In the background too, while writing, I remastered The Red Ledger (2014) track. I’d been dissatisfied by the solo section at the close of the piece — which features the reading of a letter. As the track stood, the spoken words were incomprehensible to anyone other than myself and, possibly, the person who wrote it. Nevertheless, I could still recognise them in my mind’s ear. I decelerated the composition by 365% (being the number of days in a calendar year) in order to hide the letter’s sense from myself. (A psychiatrist would have a field day with that, I’m sure.)
Why are we vaguely embarrassed at enjoying our own work? I often listen to my sound pieces for enrichment. They offer me something that no one else’s work does — which is, in part, the reason for making them. We create the art that we want to enjoy … Right?

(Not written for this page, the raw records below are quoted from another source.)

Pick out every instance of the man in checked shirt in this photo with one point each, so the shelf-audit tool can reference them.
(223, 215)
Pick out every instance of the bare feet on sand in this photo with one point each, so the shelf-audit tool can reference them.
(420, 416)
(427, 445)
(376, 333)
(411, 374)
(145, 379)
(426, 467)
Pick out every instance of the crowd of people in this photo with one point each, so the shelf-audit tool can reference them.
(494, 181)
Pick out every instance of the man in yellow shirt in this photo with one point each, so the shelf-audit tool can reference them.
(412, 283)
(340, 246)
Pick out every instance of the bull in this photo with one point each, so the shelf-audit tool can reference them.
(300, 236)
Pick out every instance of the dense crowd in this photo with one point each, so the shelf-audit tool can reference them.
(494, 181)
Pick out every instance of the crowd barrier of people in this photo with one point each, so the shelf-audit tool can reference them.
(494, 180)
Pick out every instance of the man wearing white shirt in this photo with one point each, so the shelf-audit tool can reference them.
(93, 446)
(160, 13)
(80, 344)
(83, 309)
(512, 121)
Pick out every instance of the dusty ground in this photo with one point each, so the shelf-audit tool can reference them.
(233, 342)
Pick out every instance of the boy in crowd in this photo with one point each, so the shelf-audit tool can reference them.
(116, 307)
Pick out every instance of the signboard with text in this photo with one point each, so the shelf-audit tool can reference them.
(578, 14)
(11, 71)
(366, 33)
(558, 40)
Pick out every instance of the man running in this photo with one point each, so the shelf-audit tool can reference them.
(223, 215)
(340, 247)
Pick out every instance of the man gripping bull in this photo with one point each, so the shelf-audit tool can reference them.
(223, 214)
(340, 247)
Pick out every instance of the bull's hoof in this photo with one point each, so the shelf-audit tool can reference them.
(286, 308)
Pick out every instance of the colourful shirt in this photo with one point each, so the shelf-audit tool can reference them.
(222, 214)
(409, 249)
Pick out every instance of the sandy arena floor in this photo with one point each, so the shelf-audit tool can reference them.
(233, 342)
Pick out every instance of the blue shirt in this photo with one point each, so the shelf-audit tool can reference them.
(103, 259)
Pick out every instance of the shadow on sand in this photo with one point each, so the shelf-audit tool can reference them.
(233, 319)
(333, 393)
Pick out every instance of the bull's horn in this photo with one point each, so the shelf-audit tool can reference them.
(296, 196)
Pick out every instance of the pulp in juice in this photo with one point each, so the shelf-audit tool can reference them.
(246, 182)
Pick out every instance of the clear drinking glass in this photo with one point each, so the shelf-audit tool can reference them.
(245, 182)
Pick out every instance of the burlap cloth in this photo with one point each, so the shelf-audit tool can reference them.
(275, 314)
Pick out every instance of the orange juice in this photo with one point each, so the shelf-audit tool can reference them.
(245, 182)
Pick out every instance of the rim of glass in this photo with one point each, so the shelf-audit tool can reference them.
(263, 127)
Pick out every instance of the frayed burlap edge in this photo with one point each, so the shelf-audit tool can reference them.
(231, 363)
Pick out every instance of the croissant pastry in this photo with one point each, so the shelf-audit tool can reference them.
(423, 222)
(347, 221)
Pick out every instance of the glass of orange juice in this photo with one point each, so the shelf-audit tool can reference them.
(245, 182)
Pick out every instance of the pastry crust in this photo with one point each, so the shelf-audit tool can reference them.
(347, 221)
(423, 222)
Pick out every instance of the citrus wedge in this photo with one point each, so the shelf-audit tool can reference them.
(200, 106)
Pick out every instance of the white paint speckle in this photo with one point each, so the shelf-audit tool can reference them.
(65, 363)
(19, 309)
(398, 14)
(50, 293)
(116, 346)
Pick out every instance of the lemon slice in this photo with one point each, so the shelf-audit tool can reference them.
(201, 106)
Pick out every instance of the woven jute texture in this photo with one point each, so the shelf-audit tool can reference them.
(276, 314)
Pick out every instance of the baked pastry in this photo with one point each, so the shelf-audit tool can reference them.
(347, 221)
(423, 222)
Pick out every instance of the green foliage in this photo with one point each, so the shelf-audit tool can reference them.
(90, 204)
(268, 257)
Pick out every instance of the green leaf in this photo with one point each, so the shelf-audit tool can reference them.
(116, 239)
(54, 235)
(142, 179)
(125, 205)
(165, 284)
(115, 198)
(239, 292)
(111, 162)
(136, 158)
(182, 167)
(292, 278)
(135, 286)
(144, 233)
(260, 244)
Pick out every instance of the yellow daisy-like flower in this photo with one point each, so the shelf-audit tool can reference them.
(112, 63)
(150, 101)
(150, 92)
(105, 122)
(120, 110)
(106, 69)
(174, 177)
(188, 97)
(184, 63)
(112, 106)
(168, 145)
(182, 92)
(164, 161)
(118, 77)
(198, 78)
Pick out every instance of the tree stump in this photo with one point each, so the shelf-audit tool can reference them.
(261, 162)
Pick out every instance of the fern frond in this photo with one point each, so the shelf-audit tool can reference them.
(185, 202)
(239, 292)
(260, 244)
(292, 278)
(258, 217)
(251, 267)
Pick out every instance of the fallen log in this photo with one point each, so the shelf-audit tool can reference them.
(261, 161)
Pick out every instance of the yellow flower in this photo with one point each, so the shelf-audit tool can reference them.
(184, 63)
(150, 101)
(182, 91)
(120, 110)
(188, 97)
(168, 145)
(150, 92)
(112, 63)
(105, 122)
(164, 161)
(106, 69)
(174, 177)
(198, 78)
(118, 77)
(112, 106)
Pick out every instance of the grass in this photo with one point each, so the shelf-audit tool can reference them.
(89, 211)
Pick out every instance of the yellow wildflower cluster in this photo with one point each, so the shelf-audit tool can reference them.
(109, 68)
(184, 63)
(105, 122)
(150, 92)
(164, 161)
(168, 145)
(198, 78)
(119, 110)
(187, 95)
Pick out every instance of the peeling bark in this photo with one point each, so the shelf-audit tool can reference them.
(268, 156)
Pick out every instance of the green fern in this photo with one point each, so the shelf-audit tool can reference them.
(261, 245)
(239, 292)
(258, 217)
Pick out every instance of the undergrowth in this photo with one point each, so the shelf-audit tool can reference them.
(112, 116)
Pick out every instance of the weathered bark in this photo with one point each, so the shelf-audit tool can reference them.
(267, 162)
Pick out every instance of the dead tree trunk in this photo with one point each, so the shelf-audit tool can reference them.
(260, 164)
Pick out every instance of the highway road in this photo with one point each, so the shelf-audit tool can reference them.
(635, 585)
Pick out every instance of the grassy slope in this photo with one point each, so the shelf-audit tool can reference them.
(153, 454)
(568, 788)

After all, if I can’t bear to listen to my compositions, why should I expect anyone else to.
1.40pm. Following lunch, I began assembling a track session to assemble the recordings made from my erased Messiah project. I’ve been impressed by the resilience of the shellac surface. Even with a pronounced patina of myriad, micro scratches the recording is still audible:
2.00 pm. On with the research proposal. I enjoy picking strawberries from a fridge:
It’s better than snacking on chocolate. Once begun, a proposal refuses to travel in a straight line. En route, you encounter byways to histories, traditions, practices, and theories that lie outside the scope of the inquiry, but which, nevertheless, will have to be travelled in the course of investigation. 4.00 pm. I re-reviewed of The Bible in Translation CD material and uploaded remixed tracks to my sound site.
7.30 pm. I continued populating the Messiah erased track session in readiness for composition. All the tracks are recordings of the 78 rpm disc, played at that speed, as well as at 45 rpm and 33 1/3 rpm, and processed through low-, mid-, and high-pass filters. No other modulation has been applied; the native sound is complete in itself. Guild not the lily.